Сохранившая верность патриарху Мстиславу УАПЦ оказалась как бы посередине. С одной стороны, она является Церковью, глубоко связанной с украинской историей и культурой. И с этой точки зрения УАПЦ — это «национальная Церковь». С другой — УАПЦ стремится продолжать курс своего первого патриарха на преодоление канонической изоляции. И с этой точки зрения УАПЦ — это Церковь, которая стремится к вселенскости, к живому и плодотворному общению с другими Поместными Церквами.
Как приблизить объединение православных в Украине? Как сблизить позиции нынешних оппонентов? Лидеры УПЦ КП ждут, чтобы в Украине «национальная Церковь» стала главным идеологическим проектом нации. Однако в условиях поликонфессиональности украинского общества и стремительной секуляризации такой проект может оказаться утопическим. Не следует пренебрегать и фактором региональных ментальных и культурных отличий в современной Украине. Ни УПЦ КП, ни УГКЦ, ни УАПЦ не имеют своих полноценных структур на востоке и юге Украины. И это не случайно. Дело в том, что в силу культурной близости этих регионов к России там идея украинской национальной Церкви не воспринимается, а редкие общины автокефалистов либо греко-католиков состоят из выходцев с Западной Украины. Исходя из этого, автору данной статьи кажется, что сегодня церковной жизни в Украине как никогда необходимо прийти к правильному соотношению национального и вселенского начал. Церковь должна стать универсальной, многонациональной, вмещающей в себя все богатство культурных традиций Украины. Не нужно отказываться от национального, от украинских церковных традиций, украинского языка богослужения, традиций украинского церковного искусства. Но Церковь не может быть заложницей «национальной идеи». Она национальна и, одновременно, сверхнациональна. Церковь — это живой синтез национального и вселенского, и именно из этого творческого напряжения должен рождаться христианский универсализм: преодоление всякой ограниченности во Христе. А это значит, что УАПЦ должна выйти из регионального «гетто» и найти культурно органичные формы своего присутствия на Востоке и Юге. Церковь может молиться о национальном возрождении, распространении украинского языка и культуры.
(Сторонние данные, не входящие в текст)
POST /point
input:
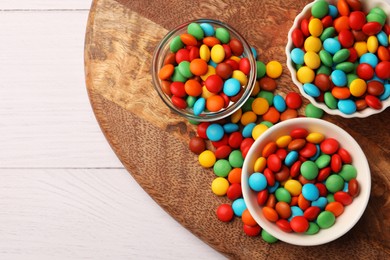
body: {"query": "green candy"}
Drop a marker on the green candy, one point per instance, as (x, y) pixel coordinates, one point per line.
(267, 123)
(325, 219)
(248, 105)
(341, 55)
(267, 237)
(222, 168)
(312, 111)
(269, 96)
(348, 172)
(176, 44)
(177, 76)
(320, 9)
(236, 159)
(334, 183)
(345, 66)
(222, 34)
(260, 69)
(330, 198)
(309, 170)
(191, 101)
(375, 17)
(330, 100)
(195, 30)
(323, 69)
(313, 229)
(326, 58)
(323, 161)
(184, 69)
(328, 33)
(282, 194)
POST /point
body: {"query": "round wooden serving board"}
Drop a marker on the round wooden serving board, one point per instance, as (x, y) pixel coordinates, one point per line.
(152, 142)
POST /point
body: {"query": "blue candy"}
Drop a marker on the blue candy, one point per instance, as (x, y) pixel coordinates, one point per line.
(370, 59)
(199, 106)
(231, 87)
(346, 106)
(339, 78)
(311, 89)
(215, 132)
(332, 45)
(297, 56)
(279, 103)
(310, 192)
(257, 181)
(208, 29)
(238, 207)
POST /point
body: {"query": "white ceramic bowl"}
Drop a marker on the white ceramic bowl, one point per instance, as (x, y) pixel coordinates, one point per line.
(352, 212)
(306, 13)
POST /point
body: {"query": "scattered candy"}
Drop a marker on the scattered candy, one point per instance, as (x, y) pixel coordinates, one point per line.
(339, 51)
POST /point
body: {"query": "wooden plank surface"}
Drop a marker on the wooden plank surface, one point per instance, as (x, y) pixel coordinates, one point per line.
(63, 192)
(152, 142)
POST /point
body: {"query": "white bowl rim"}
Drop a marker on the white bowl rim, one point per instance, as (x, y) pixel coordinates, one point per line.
(360, 114)
(354, 211)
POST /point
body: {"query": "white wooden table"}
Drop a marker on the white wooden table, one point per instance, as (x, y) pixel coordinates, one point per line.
(63, 192)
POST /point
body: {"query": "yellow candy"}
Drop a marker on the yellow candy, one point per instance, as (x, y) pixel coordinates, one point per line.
(258, 130)
(283, 141)
(204, 52)
(217, 53)
(219, 186)
(236, 116)
(312, 60)
(313, 44)
(361, 48)
(372, 44)
(260, 164)
(210, 71)
(206, 93)
(248, 117)
(260, 106)
(315, 138)
(315, 27)
(256, 89)
(293, 186)
(305, 75)
(274, 69)
(358, 87)
(240, 76)
(207, 159)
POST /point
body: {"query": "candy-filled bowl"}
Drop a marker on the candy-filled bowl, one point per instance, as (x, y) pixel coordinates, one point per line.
(281, 170)
(204, 70)
(338, 56)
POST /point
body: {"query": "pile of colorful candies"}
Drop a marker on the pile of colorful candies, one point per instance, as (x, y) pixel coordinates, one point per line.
(303, 181)
(223, 145)
(206, 69)
(342, 55)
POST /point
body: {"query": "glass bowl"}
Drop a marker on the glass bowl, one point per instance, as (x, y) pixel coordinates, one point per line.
(306, 13)
(163, 49)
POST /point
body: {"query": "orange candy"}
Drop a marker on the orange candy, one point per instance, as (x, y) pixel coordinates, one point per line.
(235, 175)
(215, 103)
(247, 218)
(272, 115)
(193, 87)
(335, 207)
(270, 214)
(341, 23)
(188, 39)
(341, 92)
(166, 71)
(198, 67)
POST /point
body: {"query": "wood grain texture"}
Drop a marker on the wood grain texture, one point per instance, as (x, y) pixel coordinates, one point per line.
(152, 142)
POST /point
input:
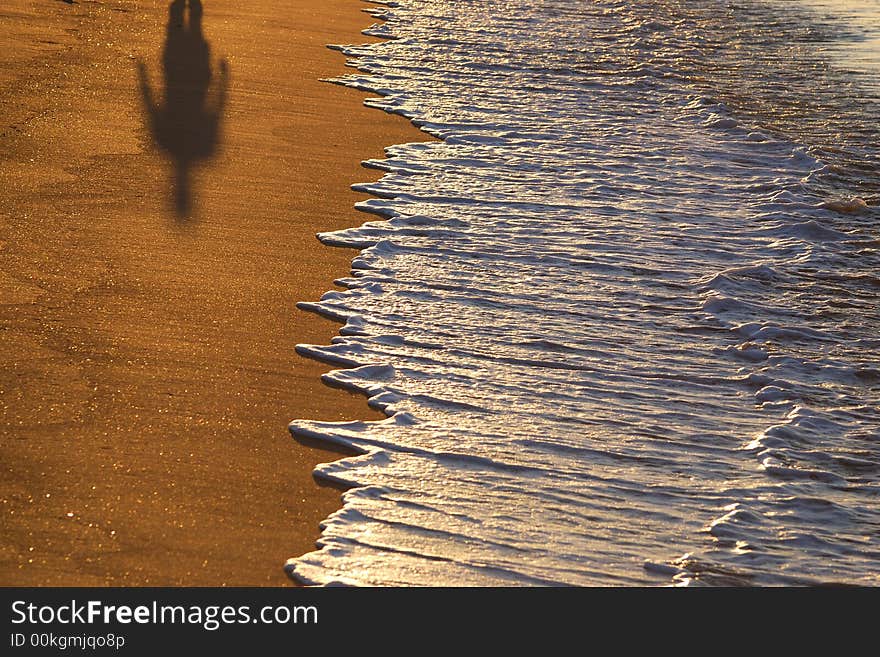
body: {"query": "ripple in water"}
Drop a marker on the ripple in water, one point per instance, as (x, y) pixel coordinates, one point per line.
(623, 319)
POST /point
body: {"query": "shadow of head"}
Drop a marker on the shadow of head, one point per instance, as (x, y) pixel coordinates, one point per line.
(186, 124)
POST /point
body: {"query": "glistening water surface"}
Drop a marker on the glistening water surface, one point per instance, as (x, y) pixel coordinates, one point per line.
(624, 317)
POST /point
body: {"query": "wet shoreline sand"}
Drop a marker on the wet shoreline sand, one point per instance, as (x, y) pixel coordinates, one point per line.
(148, 363)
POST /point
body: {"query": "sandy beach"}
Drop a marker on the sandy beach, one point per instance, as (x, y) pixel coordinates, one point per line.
(160, 191)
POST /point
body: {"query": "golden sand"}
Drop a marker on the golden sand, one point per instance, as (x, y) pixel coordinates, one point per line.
(157, 218)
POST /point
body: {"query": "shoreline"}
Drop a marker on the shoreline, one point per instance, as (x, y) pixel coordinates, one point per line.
(149, 371)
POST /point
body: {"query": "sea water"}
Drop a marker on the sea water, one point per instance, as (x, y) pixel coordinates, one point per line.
(624, 319)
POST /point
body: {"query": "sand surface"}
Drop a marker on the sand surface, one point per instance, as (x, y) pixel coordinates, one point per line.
(157, 218)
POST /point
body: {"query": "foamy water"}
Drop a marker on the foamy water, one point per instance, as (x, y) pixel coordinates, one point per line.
(624, 318)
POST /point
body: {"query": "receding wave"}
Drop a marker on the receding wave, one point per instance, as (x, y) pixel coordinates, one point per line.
(623, 318)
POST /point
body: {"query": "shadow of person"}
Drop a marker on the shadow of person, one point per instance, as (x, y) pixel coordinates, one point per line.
(187, 125)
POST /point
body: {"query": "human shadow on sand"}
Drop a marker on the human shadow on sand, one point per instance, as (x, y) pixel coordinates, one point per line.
(187, 126)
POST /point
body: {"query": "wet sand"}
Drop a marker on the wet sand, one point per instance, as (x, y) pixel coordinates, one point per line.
(149, 271)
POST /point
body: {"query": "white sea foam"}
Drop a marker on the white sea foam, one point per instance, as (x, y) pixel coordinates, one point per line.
(611, 322)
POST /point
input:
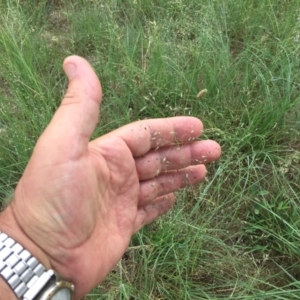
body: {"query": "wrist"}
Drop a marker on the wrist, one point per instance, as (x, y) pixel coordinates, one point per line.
(10, 226)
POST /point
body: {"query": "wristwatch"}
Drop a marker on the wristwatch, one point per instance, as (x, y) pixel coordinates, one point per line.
(27, 277)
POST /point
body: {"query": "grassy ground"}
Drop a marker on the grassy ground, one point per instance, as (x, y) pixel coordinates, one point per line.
(235, 236)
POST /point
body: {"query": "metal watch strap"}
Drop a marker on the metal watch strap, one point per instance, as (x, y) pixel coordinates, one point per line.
(23, 273)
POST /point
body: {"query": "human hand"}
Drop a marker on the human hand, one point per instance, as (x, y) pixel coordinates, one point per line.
(80, 202)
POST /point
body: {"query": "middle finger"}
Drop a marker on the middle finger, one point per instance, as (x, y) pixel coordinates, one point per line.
(176, 157)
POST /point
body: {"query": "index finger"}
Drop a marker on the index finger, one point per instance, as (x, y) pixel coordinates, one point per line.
(141, 136)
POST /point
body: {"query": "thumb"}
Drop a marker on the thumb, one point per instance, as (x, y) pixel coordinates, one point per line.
(75, 120)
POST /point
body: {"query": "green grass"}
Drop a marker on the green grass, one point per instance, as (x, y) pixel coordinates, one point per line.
(235, 236)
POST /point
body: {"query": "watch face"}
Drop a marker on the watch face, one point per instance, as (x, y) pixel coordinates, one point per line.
(63, 294)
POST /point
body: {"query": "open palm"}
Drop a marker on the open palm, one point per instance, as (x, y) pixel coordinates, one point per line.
(84, 200)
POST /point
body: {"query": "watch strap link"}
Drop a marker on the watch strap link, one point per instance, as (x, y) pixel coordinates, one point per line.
(23, 273)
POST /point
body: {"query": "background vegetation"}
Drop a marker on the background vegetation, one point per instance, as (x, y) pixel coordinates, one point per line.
(235, 236)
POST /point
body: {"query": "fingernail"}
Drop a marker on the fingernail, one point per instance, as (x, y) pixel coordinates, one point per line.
(70, 70)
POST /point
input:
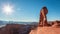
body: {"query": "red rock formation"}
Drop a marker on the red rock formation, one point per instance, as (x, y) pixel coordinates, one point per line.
(43, 18)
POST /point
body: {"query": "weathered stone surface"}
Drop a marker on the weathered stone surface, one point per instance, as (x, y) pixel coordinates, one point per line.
(43, 18)
(56, 24)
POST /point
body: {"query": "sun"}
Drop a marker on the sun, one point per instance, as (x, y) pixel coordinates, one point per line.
(7, 9)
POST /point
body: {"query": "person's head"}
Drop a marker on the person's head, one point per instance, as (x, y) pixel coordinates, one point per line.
(45, 10)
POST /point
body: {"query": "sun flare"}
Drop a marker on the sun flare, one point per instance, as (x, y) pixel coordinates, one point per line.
(7, 9)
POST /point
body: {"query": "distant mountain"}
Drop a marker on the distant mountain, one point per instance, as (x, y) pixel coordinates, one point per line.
(13, 22)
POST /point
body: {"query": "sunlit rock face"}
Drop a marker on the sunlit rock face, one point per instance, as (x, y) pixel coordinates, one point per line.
(56, 24)
(47, 27)
(43, 18)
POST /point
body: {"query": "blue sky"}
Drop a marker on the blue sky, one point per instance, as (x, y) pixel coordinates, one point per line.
(29, 10)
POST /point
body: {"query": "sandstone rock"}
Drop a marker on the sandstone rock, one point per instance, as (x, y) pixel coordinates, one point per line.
(43, 18)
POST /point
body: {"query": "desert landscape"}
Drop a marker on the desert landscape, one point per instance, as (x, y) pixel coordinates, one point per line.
(46, 27)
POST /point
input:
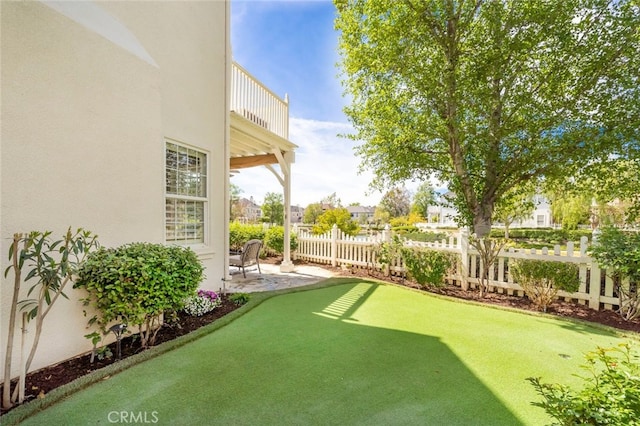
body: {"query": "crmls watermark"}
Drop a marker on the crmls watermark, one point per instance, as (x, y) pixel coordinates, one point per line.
(132, 417)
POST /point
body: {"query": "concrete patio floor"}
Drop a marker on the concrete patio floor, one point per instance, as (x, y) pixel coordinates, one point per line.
(272, 278)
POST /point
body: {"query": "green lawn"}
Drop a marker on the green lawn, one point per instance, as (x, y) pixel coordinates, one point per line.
(356, 353)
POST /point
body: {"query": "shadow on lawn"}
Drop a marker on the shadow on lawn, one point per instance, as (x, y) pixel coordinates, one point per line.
(300, 358)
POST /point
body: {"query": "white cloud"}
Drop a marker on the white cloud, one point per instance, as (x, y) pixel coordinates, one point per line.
(325, 163)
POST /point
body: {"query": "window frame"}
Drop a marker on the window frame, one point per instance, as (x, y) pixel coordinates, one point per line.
(186, 198)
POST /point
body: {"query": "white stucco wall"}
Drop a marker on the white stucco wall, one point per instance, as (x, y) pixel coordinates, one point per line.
(84, 118)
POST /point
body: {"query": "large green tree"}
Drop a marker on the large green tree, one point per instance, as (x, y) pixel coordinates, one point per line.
(489, 95)
(424, 197)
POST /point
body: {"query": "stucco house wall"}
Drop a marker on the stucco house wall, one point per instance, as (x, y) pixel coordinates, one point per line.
(90, 93)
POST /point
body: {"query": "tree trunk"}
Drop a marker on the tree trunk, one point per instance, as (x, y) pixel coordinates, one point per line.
(6, 389)
(482, 222)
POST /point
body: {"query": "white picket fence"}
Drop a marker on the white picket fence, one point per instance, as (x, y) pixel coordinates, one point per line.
(333, 248)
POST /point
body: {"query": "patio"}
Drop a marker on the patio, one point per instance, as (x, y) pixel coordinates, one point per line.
(272, 278)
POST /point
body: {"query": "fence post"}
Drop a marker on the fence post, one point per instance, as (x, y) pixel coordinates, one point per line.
(334, 245)
(595, 286)
(463, 244)
(386, 239)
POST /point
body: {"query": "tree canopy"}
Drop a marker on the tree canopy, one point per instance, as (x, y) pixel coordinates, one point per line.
(487, 96)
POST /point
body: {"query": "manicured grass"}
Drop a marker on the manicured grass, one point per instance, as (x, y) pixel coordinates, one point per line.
(356, 353)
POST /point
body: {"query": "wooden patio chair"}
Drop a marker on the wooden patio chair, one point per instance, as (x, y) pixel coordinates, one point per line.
(250, 255)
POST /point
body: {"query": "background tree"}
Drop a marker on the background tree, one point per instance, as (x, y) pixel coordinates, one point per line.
(312, 213)
(332, 201)
(514, 206)
(273, 208)
(571, 210)
(380, 216)
(617, 197)
(490, 95)
(338, 216)
(396, 202)
(425, 196)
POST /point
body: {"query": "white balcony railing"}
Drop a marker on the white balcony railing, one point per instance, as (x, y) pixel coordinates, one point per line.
(257, 103)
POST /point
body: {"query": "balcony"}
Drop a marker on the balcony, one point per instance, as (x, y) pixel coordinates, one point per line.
(259, 123)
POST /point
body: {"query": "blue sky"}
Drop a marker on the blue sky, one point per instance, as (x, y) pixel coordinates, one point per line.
(291, 47)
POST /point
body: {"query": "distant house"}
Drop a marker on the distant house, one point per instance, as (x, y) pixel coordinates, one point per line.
(361, 214)
(126, 119)
(297, 213)
(251, 212)
(444, 215)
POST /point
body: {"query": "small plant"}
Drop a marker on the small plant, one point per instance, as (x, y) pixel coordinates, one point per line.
(239, 298)
(51, 266)
(103, 352)
(388, 253)
(428, 267)
(610, 395)
(541, 279)
(202, 302)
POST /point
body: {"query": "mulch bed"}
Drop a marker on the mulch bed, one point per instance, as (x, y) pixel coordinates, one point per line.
(40, 382)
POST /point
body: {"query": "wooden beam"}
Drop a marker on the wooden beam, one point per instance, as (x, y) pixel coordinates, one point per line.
(252, 161)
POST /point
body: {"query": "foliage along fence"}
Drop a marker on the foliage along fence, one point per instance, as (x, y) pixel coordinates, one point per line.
(596, 289)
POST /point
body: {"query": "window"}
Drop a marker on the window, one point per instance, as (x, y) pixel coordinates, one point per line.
(186, 194)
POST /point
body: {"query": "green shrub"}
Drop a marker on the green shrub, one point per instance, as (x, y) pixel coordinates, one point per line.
(619, 253)
(405, 229)
(240, 233)
(340, 217)
(239, 298)
(428, 267)
(610, 395)
(136, 283)
(542, 279)
(274, 240)
(426, 237)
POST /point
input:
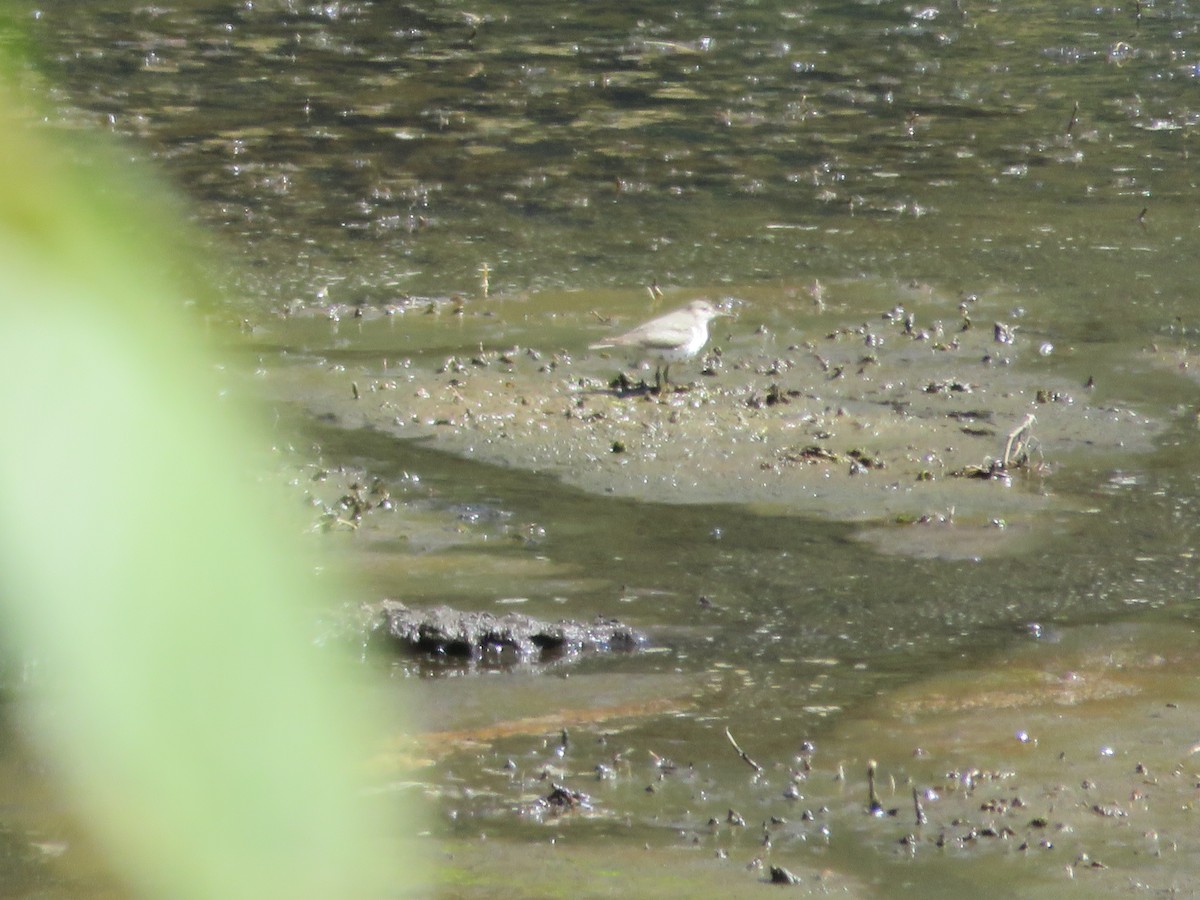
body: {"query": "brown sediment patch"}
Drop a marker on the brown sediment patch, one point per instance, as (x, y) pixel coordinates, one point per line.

Но она не должна быть инструментом украинизации, ведь ей нужно объединять в себе не только тех, кто чувствует себя людьми украинской культуры, но и тех, кто отождествляет себя с другой этнической традицией.
Понятно, что к такой, качественно новой Церкви можно прийти только к результате межюрисдикционного диалога и объединения всех православных Украины в лоне единой Церкви. Но было бы ошибкой думать, что такое объединение не должно предвосхищаться творческой работой внутри самих юрисдикций. Более того, если в ближайшее время нам не удастся преодолеть существующие негативные тенденции, то такого объединения может и не произойти. УПЦ КП и УАПЦ станут Церквами «для украинцев», а в УПЦ все большее влияние будут приобретать «пророссийские» культурные и идеологические влияния. Уже сегодня простые, далекие от жизни Церкви люди утверждают, что в Украине существуют три Церкви «для украинцев», и одна — «для русских». А несколько лет тому назад одним иерархом даже была озвучена мысль о том, что в Украине могут существовать две «канонические Церкви» — одна для русских (УПЦ), а другая для украинцев (УАПЦ). Подобные идеи не только ошибочны с точки зрения церковного права и экклезиологии (учения о Церкви). Они несут опасность для страны в целом, способствуя ее дальнейшему разделению, теперь уже и по религиозному признаку.